DQ1と同じく、所持していると紋章効果も得られる。詳細はDQ1(HD-2D版)欄を参照。
なお真ラスボスの闇【マガシドー】は、各ターンで紋章効果のうち一つを封じてくる。
ゲームブック(双葉社)
「3つの紋章」に改変されており、太陽・月・水の3つしか登場しない。
同書ではペンダントという設定である。
入手場所自体はどれも原作ゲームと同じ。
小説版
紋章のマークが刻まれた石であり、立体パズルのように5つを組み合わせると球形になる。
月の紋章だけは原作ゲーム同様デルコンダル王から貰うのだが、残りの4つは貿易商のハレノフ8世(【ルプガナ】の【船】をくれた【老人】を元にしたキャラ)が所有しており、彼と再会した際にセットで貰えるのでいきなり揃ってしまう。
また完成した紋章を持ち込む先が、ベラヌールにある精霊ルビスを祀る神殿となっている。

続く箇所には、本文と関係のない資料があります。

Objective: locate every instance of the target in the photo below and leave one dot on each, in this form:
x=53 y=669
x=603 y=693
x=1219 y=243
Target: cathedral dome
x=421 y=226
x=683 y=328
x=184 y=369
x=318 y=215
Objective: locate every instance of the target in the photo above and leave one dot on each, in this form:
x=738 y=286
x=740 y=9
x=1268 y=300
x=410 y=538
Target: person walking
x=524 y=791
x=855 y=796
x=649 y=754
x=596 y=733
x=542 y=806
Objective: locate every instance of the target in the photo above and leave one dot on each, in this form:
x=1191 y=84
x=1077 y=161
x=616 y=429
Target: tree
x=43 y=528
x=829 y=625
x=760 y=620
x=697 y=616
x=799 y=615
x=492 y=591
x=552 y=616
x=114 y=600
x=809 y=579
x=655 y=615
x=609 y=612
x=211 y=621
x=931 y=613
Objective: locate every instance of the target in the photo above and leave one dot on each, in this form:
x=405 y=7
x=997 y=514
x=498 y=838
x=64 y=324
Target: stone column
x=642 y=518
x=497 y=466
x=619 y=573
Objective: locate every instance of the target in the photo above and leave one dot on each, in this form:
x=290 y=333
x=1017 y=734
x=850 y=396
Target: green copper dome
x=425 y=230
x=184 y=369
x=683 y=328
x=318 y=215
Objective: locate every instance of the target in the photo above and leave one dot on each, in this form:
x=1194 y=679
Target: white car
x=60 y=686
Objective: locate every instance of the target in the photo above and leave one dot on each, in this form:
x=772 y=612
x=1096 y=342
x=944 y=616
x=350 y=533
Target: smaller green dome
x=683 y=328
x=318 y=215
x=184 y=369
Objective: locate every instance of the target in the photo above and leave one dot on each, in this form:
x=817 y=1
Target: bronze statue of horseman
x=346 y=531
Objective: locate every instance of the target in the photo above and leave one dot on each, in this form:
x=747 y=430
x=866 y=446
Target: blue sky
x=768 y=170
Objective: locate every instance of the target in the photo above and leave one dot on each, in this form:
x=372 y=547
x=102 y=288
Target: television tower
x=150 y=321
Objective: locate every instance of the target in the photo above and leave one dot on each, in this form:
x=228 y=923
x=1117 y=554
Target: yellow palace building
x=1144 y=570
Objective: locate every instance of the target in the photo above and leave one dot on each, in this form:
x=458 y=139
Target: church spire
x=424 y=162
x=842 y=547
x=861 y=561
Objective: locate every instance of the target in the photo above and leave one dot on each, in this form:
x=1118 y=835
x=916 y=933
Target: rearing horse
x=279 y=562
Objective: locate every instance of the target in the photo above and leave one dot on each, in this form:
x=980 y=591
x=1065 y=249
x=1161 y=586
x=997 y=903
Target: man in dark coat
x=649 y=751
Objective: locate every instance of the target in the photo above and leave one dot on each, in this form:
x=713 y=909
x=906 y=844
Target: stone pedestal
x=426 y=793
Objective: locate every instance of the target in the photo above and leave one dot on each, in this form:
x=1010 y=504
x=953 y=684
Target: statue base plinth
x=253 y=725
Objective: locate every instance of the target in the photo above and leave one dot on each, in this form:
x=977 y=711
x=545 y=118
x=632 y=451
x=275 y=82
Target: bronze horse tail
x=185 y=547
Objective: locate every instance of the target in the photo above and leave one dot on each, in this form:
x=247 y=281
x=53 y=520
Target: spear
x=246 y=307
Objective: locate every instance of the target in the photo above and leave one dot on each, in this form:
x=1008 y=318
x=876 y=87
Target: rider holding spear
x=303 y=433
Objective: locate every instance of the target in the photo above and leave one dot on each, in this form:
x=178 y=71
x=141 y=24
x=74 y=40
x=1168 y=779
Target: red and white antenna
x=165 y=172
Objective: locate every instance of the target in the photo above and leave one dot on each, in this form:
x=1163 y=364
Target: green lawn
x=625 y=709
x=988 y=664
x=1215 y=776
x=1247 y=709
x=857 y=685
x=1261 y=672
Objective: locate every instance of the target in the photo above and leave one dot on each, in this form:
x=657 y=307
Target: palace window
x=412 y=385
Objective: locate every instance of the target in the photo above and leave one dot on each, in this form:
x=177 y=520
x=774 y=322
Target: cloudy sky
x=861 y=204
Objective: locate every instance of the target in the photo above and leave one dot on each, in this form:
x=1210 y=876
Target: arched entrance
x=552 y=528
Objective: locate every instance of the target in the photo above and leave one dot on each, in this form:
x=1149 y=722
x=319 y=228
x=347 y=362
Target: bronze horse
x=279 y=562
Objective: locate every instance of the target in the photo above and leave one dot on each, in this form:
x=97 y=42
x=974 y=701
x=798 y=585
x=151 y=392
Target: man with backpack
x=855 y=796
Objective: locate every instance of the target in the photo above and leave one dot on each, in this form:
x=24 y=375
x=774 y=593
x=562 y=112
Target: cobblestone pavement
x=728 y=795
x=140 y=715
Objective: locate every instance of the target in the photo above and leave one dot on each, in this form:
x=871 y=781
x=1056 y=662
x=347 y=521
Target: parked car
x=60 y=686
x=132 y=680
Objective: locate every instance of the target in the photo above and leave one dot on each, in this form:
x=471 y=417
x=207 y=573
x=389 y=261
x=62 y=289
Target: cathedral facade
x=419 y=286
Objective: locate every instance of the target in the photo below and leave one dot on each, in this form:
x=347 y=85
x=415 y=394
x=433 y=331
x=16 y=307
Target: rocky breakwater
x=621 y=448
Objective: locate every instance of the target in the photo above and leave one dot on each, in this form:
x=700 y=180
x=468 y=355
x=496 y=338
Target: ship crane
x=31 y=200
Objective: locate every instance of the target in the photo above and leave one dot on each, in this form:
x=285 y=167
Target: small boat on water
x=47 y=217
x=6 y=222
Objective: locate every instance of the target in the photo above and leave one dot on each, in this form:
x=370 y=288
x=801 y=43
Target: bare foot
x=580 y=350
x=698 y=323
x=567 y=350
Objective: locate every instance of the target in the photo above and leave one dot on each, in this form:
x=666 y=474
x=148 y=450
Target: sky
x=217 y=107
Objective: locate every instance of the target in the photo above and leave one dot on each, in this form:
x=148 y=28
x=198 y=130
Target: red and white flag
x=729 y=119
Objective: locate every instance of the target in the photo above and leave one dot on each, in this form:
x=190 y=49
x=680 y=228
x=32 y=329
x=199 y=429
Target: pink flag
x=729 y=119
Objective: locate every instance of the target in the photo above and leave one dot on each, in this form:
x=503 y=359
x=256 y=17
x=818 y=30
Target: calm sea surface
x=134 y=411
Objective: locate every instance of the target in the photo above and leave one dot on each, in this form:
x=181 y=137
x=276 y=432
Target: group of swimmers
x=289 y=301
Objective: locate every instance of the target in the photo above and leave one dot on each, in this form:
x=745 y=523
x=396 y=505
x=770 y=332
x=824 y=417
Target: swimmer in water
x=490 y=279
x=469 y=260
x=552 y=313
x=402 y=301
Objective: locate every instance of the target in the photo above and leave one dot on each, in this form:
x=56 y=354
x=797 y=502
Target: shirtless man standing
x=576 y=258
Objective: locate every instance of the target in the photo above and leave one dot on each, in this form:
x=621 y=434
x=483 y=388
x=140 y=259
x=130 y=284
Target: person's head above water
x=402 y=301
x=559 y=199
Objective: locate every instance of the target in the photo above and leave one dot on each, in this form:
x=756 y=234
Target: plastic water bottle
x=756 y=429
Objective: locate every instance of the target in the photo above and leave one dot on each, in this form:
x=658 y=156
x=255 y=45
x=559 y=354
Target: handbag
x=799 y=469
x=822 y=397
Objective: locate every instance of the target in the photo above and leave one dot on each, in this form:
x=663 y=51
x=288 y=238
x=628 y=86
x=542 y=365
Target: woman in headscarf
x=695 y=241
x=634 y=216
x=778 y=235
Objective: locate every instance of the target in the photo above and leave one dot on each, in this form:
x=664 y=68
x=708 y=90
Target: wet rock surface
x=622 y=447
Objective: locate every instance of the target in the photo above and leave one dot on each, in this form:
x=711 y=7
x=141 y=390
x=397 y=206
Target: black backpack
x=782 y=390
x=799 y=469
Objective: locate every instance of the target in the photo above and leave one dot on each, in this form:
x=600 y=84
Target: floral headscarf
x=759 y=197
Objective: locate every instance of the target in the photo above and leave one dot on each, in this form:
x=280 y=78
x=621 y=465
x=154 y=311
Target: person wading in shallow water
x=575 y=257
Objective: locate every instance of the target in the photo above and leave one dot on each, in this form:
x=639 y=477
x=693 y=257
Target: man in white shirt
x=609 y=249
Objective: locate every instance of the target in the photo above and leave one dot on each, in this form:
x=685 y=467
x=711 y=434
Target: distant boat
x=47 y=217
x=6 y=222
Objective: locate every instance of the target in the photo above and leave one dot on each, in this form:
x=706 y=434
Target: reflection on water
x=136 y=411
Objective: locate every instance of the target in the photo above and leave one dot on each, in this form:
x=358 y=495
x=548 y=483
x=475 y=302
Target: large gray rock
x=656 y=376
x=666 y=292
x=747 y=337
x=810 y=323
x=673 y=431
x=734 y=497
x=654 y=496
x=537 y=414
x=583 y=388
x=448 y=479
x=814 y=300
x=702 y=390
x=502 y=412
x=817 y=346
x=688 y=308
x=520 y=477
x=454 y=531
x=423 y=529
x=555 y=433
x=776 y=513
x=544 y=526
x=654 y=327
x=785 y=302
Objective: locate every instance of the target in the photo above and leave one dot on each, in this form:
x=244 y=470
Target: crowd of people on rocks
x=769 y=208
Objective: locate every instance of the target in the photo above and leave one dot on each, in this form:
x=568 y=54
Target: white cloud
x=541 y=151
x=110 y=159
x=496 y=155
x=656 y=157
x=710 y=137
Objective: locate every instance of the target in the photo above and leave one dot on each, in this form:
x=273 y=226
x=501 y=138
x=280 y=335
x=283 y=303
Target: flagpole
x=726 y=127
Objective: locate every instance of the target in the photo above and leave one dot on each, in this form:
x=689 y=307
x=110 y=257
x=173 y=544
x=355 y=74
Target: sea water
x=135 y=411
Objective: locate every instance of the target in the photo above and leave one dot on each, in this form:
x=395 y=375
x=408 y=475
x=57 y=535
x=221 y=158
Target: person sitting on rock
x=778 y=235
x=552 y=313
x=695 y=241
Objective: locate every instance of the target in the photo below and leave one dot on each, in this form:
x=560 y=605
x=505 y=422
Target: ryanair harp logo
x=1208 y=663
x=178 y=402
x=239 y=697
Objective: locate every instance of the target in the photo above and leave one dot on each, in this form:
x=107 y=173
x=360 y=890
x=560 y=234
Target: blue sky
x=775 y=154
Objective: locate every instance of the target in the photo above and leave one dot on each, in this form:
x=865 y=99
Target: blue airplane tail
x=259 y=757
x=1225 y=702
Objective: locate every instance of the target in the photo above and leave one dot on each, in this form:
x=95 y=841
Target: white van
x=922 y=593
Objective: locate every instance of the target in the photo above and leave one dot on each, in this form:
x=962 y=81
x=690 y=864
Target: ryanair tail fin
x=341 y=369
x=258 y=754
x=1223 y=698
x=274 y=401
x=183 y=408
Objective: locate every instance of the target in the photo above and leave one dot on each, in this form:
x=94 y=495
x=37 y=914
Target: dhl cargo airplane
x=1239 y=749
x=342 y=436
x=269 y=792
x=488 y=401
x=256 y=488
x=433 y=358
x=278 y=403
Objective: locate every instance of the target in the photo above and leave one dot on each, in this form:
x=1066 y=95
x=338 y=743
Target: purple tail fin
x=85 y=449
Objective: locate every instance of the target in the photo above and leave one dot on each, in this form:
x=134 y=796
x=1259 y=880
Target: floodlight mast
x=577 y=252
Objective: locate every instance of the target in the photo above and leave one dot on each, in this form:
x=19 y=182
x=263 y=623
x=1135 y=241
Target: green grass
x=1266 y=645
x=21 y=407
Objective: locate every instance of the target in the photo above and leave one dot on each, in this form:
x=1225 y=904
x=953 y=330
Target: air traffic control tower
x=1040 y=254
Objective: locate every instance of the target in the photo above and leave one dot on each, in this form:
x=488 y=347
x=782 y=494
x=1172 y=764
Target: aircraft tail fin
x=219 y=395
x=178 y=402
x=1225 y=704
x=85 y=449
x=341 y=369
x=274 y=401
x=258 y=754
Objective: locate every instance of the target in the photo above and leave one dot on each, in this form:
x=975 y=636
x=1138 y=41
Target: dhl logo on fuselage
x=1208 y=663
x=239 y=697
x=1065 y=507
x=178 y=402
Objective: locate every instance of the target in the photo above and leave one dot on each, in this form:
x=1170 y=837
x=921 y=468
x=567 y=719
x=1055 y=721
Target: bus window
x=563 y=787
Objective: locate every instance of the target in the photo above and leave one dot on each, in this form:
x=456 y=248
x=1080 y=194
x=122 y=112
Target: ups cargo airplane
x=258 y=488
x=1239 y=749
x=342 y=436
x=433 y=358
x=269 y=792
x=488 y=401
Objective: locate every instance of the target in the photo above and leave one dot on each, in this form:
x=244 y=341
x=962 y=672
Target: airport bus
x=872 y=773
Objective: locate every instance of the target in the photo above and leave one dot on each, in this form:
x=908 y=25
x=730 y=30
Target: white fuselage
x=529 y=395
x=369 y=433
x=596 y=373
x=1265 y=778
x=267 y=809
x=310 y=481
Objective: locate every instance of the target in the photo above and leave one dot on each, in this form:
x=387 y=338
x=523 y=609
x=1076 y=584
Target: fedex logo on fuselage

重要アイテムとはいえ、五つもあると収集に尺を取りすぎると考えての改変なのだろうか。
ビルダーズ2
発売前の初期の記事のSS(【からっぽ島】の山頂)に載っており、何らかの形でストーリーに絡むと思われたが結局没になった模様。
そのかわりなのか、【紋章ブロック】は店舗購入特典(のち無料配信)として登場した。